Dearest,
I use caret + vtreat + a couple of models.
The funny thing is that the MAE calculated on the train data set (and I am using cross validation) is in my case way better than (around 15-18) than on the test data set (where it shoots up to 30).
Is anybody else experiencing this?
Cheers
Hey Larry, I was also experiencing the same problem. However, my MAE is really bad. Do you mind sharing with me your ways of building the model? Thanks a lot!
What way you use for cross-validation?
I used just sklearn’s TimeSeriesSplit and have similar problem (e.g.
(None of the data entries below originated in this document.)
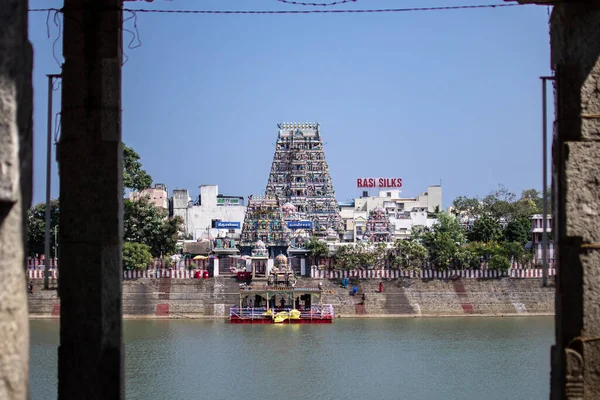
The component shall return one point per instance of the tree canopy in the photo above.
(36, 227)
(147, 224)
(485, 229)
(144, 223)
(134, 176)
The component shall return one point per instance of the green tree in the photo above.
(136, 255)
(410, 254)
(444, 240)
(485, 229)
(499, 262)
(36, 228)
(468, 257)
(366, 256)
(316, 249)
(147, 224)
(381, 254)
(518, 230)
(134, 176)
(513, 251)
(500, 204)
(469, 206)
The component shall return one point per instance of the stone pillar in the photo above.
(575, 36)
(216, 267)
(90, 356)
(16, 105)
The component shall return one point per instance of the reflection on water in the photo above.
(446, 358)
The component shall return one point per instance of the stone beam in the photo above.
(90, 356)
(16, 106)
(575, 38)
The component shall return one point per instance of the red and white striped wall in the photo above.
(428, 274)
(179, 273)
(33, 263)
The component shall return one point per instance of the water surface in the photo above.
(408, 358)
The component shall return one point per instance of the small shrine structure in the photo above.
(379, 229)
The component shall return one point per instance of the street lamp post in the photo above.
(544, 181)
(51, 78)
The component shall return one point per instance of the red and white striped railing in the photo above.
(428, 274)
(157, 273)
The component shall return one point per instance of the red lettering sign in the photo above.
(366, 183)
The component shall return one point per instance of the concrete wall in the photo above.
(403, 296)
(198, 218)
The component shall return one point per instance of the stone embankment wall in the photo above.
(206, 298)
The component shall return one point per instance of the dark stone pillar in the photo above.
(16, 106)
(91, 364)
(575, 33)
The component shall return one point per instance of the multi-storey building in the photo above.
(402, 212)
(264, 226)
(537, 229)
(300, 177)
(211, 214)
(157, 195)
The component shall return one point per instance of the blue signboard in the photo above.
(227, 225)
(300, 224)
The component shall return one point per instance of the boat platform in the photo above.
(316, 315)
(294, 313)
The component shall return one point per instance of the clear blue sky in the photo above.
(451, 95)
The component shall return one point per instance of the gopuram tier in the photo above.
(264, 224)
(300, 179)
(379, 228)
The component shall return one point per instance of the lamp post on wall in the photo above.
(545, 181)
(51, 78)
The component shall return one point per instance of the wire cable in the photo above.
(301, 3)
(345, 11)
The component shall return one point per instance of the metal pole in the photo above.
(48, 177)
(544, 183)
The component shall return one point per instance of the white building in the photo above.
(537, 229)
(403, 212)
(157, 195)
(212, 215)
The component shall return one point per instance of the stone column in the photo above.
(90, 356)
(575, 36)
(216, 267)
(16, 105)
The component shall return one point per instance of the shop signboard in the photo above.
(299, 224)
(386, 183)
(227, 225)
(226, 201)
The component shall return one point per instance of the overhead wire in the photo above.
(302, 3)
(311, 11)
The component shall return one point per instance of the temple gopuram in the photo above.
(379, 228)
(300, 179)
(264, 227)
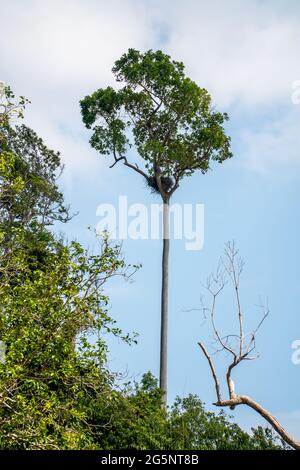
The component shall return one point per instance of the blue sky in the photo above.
(247, 55)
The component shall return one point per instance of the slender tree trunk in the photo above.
(164, 302)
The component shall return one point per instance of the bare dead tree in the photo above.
(240, 347)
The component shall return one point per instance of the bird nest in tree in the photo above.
(166, 182)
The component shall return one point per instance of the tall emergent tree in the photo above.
(170, 121)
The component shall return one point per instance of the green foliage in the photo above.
(47, 383)
(166, 115)
(55, 389)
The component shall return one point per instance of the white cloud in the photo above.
(55, 52)
(274, 146)
(244, 53)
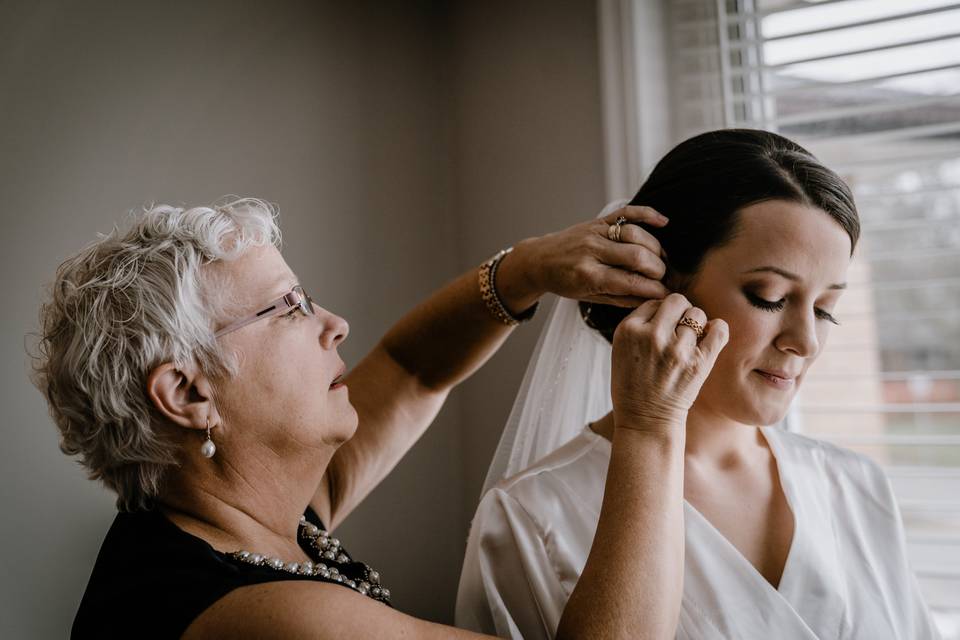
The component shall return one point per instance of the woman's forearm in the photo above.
(447, 337)
(632, 584)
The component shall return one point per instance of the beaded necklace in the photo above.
(328, 549)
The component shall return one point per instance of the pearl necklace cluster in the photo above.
(329, 549)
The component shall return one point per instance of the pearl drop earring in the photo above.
(207, 449)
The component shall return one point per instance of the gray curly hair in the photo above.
(122, 306)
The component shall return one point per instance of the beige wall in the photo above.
(403, 142)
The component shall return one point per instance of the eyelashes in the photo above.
(778, 305)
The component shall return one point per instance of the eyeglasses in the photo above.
(295, 299)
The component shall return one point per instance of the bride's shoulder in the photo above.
(574, 471)
(827, 457)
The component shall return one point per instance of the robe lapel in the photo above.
(725, 597)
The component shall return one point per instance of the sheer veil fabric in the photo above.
(566, 385)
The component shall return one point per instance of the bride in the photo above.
(785, 536)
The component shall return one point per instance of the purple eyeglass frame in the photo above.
(295, 298)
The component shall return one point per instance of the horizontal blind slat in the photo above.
(750, 69)
(854, 111)
(862, 23)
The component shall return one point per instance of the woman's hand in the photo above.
(582, 263)
(660, 365)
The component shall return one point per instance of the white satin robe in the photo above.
(846, 574)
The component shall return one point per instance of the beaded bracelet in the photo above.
(488, 291)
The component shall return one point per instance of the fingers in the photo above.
(637, 214)
(645, 311)
(636, 235)
(633, 258)
(689, 334)
(618, 283)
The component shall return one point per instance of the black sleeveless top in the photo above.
(152, 579)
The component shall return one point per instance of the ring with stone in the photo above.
(693, 324)
(613, 231)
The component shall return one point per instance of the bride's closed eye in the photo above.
(778, 305)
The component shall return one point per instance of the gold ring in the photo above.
(613, 231)
(693, 324)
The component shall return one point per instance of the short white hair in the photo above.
(124, 305)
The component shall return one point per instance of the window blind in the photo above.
(872, 88)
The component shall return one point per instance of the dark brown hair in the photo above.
(702, 184)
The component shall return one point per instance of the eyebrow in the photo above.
(791, 276)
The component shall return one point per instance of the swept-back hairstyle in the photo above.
(703, 183)
(125, 304)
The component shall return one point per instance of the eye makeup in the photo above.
(778, 305)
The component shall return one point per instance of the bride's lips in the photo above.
(337, 382)
(776, 378)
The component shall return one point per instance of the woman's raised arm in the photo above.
(400, 386)
(636, 560)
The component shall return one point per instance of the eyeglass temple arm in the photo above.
(279, 305)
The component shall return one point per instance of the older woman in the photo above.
(187, 366)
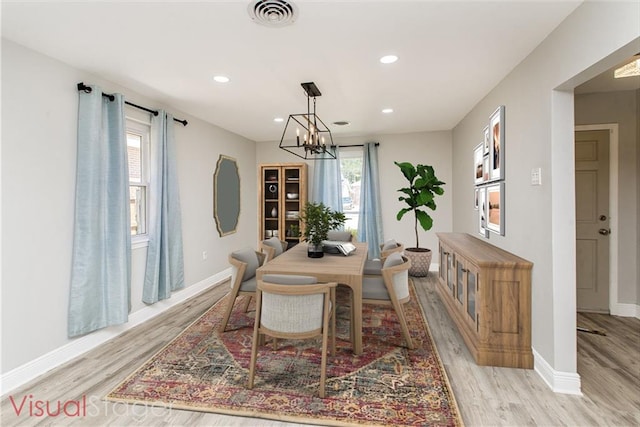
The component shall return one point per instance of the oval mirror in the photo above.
(226, 195)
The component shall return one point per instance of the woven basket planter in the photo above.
(420, 261)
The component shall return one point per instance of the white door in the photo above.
(592, 220)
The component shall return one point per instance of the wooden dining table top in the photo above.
(334, 268)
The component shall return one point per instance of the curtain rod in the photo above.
(354, 145)
(87, 89)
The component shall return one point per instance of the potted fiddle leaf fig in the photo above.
(318, 220)
(419, 198)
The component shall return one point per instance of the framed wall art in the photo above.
(482, 211)
(487, 140)
(496, 149)
(478, 164)
(495, 207)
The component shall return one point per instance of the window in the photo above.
(138, 154)
(351, 170)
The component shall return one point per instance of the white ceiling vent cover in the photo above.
(273, 13)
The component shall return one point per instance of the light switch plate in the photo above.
(536, 176)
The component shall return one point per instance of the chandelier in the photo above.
(305, 135)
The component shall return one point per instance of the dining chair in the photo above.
(273, 247)
(339, 236)
(374, 266)
(244, 263)
(294, 307)
(391, 288)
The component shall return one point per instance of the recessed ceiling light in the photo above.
(388, 59)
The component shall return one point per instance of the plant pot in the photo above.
(420, 261)
(315, 251)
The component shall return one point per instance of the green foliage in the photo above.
(319, 220)
(419, 195)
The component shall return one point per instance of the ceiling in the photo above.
(451, 54)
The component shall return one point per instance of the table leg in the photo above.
(357, 318)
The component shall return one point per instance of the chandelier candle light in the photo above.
(317, 142)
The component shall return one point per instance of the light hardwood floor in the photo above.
(486, 396)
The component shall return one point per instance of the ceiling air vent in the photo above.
(273, 13)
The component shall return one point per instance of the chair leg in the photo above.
(403, 323)
(227, 314)
(333, 321)
(254, 346)
(246, 304)
(323, 363)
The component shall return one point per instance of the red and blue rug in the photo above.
(206, 370)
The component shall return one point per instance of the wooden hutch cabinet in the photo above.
(487, 292)
(282, 193)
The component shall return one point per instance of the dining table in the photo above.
(345, 270)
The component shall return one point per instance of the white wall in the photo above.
(620, 107)
(431, 148)
(39, 118)
(540, 223)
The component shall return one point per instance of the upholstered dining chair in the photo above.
(294, 307)
(392, 288)
(273, 247)
(374, 266)
(244, 263)
(339, 236)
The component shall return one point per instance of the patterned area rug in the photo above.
(205, 370)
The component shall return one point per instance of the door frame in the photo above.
(614, 309)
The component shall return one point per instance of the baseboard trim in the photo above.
(559, 382)
(33, 369)
(626, 310)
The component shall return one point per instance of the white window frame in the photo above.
(352, 153)
(141, 127)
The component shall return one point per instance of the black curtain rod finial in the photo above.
(83, 87)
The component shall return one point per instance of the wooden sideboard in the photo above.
(487, 292)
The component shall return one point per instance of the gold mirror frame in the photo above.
(226, 195)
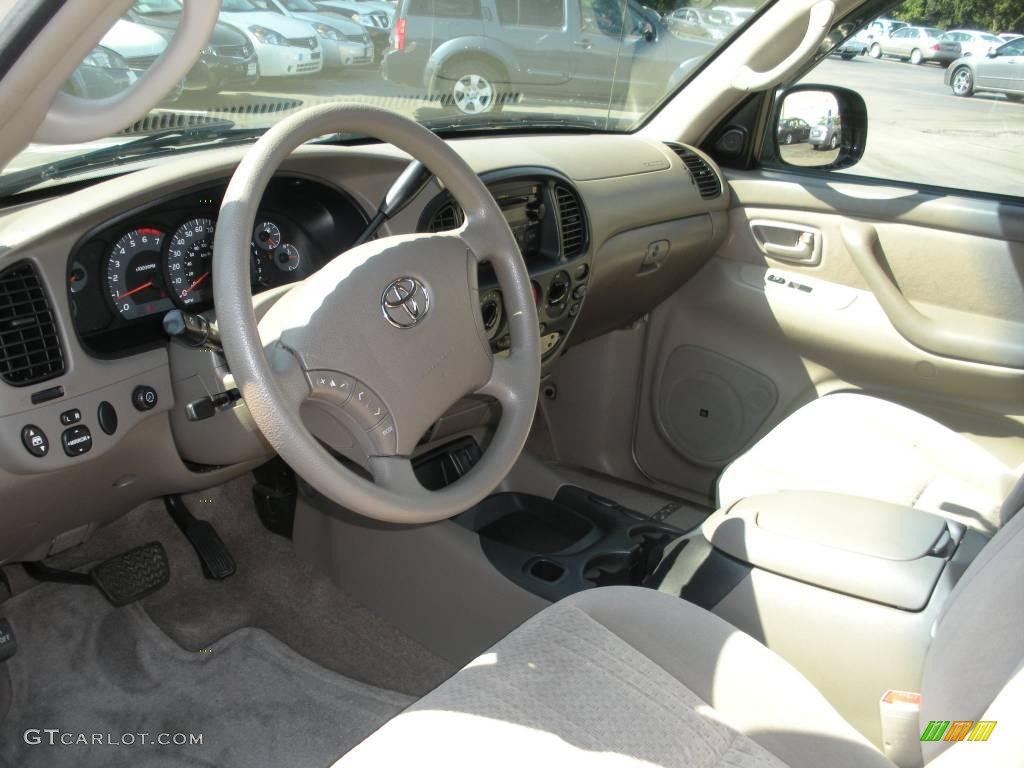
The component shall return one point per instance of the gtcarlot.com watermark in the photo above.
(57, 737)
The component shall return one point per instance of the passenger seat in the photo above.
(863, 445)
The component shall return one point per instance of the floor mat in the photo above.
(102, 677)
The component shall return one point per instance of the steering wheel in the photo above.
(383, 339)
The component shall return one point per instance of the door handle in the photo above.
(786, 242)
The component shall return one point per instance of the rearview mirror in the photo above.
(817, 126)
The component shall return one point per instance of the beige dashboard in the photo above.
(654, 214)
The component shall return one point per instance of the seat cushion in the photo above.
(863, 445)
(622, 676)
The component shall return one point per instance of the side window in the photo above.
(951, 123)
(604, 16)
(547, 13)
(444, 8)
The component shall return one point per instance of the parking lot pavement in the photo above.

XGBRegressor with basic features gives ~25 error on CV,~28 on LB, and XGBRegressor with huber loss gives ~20on CV and ~28 on LB).
But I found next things:
- we have data from two cities (and this cities have different total_cases distributions)
- for each city we have data for different time range
So “baseline” TimeSeriesSplit splits data next way (just a sample):
[sj, time1], [sj, time2], [sj, iq, time3], [sj, iq, time4], [iq, time5]
As you can see we build models just (or at least - most) for individual sj/iq on some splits. So on some splits we approximate distribution only for one city - but on test we need to approximate both cities distributions.
So I’ll try use next “algorythm” for cross-validation:
- split dataset by city
- on each part run TimeSeriesSplit.
- for each split pair:
– concatenate train/validation indices to train/validate model on both cities
– train/validate model
And mine algorythm splits data next way:
[[sj, sjTime1], [iq, iqTime1]], [[sj, sjTime2], [iq, iqTime2]], [[sj, sjTime3], [iq, iqTime3]]
At least it don’t give such better result with huber loss on CV.
UPD. it was a error in mine cross-validation.